Here’s Why Bitcoin Price Dropped Below the $70,000 Level Again

As the cryptocurrency market changes dramatically and, Bitcoin (BTC) saw a sharp pullback that brought its price below the 70,000 mark, an area that previously served as strong support. The pull back below the level was not just a coincidence of recent news about major events shaking the market, causing BTC to lose its new bullish momentum.
Bitcoin Returns After $70,000 Loss
As i The price of Bitcoin falls below the critical threshold of $70,000, the structure of the market around the leading cryptocurrency asset has undergone a major change. Bearish sentiment is quickly spreading throughout the market due to the downturn, which has largely shifted momentum in favor of sellers.
In a send to XMilk Road, a market expert and trader, pointed out that the pullback below the $70,000 level was caused by issues related to Federal Reserve (Fed) the decision to hold prices constant. After the meeting, no cuts were made, no surprises, reinforcing the height of the long narrative.
The market had expected a rate cut in mid-2026, but the Fed extended that timeline today. However, the cryptocurrency market did not respond well to the outcome of the meeting, which caused a sudden drop in the entire sector. When the news dropped, BTC dropped from $72,400 to below $70,000, marking a 3% move that ended the week’s gains in just a few hours.
Milk Road explained the alignment between the price of Bitcoin and the main event. During periods of high prices, money becomes expensive as investors accumulate more money in bonds and cash, as well as risky assets such as crypto. Meanwhile, when prices fall, money becomes cheaper as yields are hunted. In the past, this trend has been the rocket oil for BTC.

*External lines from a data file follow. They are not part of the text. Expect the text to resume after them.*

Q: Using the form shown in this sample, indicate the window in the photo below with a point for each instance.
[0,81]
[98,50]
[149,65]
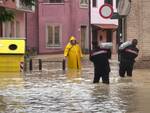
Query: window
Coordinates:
[84,3]
[11,29]
[117,1]
[56,1]
[53,35]
[109,2]
[17,28]
[94,3]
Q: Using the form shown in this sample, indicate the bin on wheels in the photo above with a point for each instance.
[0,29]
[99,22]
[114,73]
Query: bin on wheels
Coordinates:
[12,55]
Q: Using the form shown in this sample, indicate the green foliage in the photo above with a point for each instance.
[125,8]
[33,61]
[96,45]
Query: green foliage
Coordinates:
[6,15]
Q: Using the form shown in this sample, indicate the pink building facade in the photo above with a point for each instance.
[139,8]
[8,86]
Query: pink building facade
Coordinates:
[54,21]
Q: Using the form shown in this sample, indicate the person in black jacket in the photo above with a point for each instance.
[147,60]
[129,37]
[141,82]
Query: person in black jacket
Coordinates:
[127,60]
[100,58]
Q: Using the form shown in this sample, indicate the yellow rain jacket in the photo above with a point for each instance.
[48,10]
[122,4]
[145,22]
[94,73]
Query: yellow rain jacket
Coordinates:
[74,54]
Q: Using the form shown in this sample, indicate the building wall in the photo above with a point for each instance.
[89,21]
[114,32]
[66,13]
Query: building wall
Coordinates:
[138,26]
[69,15]
[97,19]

Bitcoin’s pullback on Thursday following the Fed results served as a painful reminder to short term BTC holders that big events like these still drive the crypto market. As for long-term BTC holders, they are not new to this type of movement.
During the climbing cycle of 2022, Bitcoin fell below $30,000, but as the reduced expectations grew in late 2023, it exceeded $70,000. With the Fed’s next meeting scheduled for May 6 and 7, 2026, a similar move could occur later in the year, which could result in a rise from previous highs.
Currently, Iranian conflicts and CPI (Consumer Price Index) and PCE (Personal Consumption Expenditures) data will bury or revive the possibility of a rate cut. However, this depends on whether the rate reduction is increasing, negative, or decreasing, which is a positive sign.
Many BTC Whales appear
Investor activity has improved, especially in the middle the main ownersdespite Bitcoin’s recent sideways action. Sentiment data shows that the number of whale fund addresses holding 100 or more BTC has increased, suggesting renewed confidence among institutional investors.
In the last 3 months, there have been +753 additions whale wallet addressesrepresenting an overall increase of +3.9%. During the same period, Sentiment noted that the market value of BTC fell by more than 20.2%. According to Santiment, the continued confidence shown by key stakeholders should at least cause investors to reevaluate their theory if they truly believe that the cryptocurrency will reach zero.